Northeastern Section - 53rd Annual Meeting - 2018

Paper No. 46-12
Presentation Time: 1:30 PM-5:30 PM

TECTONIC, SEA-LEVEL, AND PALEOECOLOGICAL CONTROLS ON CARBONATE FACIES DISTRIBUTION, SANTONIAN SANT CORNELI FORMATION, SOUTH-CENTRAL PYRENEES, SPAIN


DRZEWIECKI, Peter1, HUNT, David W.2, WRIGHT, Wayne R.3, VERGES, Jaume4, ALMAR, Ylenia4, CASINI, Giulio4 and MORAGAS, Mar4, (1)Department of Environmental Earth Science, Eastern Connecticut State University, 83 Windham Street, Willimantic, CT 06226, (2)RDI EXP CPR, Statoil, ASA, Sandsliveien 90, Sandsli, 5254, Norway, (3)EXP INTN REG, Statoil ASA, Martin Linges vei 33, Fornebu, 1364, Norway, (4)Group of Dynamics of the Lithosphere (GDL), Institute of Earth Sciences Jaume Almera (ICTJA), CSIC, Lluis Solé i Sabarís, Barcelona, 08028, Spain

The Santonian (late Cretaceous) Sant Corneli Formation, south-central Pyrenees (Spain), is a spectacularly exposed example of a carbonate platform system that is controlled by accommodation change related to relative sea level, tectonics, paleoecology, climate and external sediment input patterns. The platform system formed on the southern margin of the Pyrenean rift basin, and records the interaction of two sediment sources: (1) a regional quartz-rich skeletal grainstone source prograding to the north (Aramunt Vell Mb), and (2) an isolated westward prograding rudist-coral-sponge ramp localized on top of the growing Sant Corneli / Boixols anticline (Collades de Basturs Mb).

Outcrops on the southern limb of the Sant Corneli anticline record three orders of cyclicity between deeper marl and shallower rudist biostrome and skeletal grainstone-rudstone facies, interpreted to be primarily driven by changes in relative base-level.
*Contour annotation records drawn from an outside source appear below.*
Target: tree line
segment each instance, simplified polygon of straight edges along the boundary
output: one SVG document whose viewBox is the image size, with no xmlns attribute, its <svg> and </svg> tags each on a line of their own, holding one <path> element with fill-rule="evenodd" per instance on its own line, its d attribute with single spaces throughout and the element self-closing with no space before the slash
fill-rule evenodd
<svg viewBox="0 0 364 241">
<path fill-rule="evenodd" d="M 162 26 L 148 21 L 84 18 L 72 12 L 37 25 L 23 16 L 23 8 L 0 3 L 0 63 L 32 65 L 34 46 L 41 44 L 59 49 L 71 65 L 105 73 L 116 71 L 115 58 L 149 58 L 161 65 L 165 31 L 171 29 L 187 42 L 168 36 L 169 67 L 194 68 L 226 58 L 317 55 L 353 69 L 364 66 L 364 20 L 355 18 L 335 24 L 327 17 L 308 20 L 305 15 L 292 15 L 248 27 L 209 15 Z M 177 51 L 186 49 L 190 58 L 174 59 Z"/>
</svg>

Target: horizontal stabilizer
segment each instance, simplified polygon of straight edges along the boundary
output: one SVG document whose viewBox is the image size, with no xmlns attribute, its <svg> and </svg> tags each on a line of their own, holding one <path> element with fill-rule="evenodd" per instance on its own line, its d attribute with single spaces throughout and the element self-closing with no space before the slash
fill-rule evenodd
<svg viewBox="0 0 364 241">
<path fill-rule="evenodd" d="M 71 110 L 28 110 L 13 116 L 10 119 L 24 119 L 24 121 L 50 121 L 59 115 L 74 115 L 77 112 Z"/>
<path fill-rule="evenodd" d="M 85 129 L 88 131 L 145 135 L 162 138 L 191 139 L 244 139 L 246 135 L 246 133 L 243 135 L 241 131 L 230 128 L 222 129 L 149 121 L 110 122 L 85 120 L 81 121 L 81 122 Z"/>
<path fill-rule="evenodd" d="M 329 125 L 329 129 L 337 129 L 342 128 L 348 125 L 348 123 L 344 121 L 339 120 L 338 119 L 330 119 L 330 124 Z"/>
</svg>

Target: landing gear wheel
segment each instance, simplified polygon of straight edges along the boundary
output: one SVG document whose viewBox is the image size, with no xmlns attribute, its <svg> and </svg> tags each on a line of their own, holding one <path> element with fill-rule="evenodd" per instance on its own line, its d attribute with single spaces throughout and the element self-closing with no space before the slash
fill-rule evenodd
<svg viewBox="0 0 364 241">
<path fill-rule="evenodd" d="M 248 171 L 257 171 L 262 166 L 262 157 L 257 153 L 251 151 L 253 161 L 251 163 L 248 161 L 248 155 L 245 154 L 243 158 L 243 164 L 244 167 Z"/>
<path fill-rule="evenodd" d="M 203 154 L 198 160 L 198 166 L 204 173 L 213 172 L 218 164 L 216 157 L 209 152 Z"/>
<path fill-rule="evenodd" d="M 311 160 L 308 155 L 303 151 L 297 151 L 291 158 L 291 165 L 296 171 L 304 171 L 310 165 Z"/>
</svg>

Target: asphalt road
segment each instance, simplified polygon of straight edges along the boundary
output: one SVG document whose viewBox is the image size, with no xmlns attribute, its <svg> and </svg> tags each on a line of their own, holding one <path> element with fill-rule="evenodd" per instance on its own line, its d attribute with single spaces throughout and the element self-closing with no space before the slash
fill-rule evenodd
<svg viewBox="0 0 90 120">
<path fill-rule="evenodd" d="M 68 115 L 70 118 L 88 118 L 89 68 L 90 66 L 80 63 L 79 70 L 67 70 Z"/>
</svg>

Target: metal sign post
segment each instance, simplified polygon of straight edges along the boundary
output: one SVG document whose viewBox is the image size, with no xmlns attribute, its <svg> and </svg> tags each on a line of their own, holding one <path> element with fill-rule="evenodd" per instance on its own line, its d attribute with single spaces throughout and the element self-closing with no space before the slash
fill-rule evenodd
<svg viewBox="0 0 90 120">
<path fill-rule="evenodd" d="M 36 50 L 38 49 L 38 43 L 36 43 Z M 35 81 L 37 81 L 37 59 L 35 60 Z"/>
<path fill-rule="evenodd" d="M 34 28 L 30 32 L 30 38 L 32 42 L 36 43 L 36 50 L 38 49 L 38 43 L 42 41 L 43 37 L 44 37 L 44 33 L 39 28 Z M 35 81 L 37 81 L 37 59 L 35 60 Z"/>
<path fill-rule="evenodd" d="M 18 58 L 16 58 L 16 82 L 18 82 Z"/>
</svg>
Meter-scale cycles of in situ rudist biostromes and reworked skeletal debris stack into decameter-scale platform units that prograde and retrograde in response to eustasy and tectonically controlled changes in accommodation. The northern flank of the anticline records deposition in a higher energy ramp environment and preserves cycles of steeply (up to 12°) prograding quartz-rich grainstone shoals interbedded with rudist-coral-sponge biostrome facies. On both flanks of the anticline, the rudist facies decrease to the west (away from the anticline crest) as quartz-rich grainstone facies increases.

Syndepositional growth of the eastern part of the Sant Corneli / Boixols anticline provided suitable conditions to nucleate a rudist carbonate platform that was isolated from the regional, land-attached grainstone system. Critically, carbonates on the crest of the anticline lack clastic input, and so developed extensive low-angle rudist-coral-sponge biostromes. At the same time, the quartz-rich grainstone system prograded northward over the western end of the current Sant Corneli / Boixols anticline, indicating it had yet to form a topographic barrier. Ultimately, understanding the carbonate growth history and facies distribution of the Sant Corneli carbonate platforms help to unravel the complex and episodic growth of the Sant Corneli / Boixols anticline.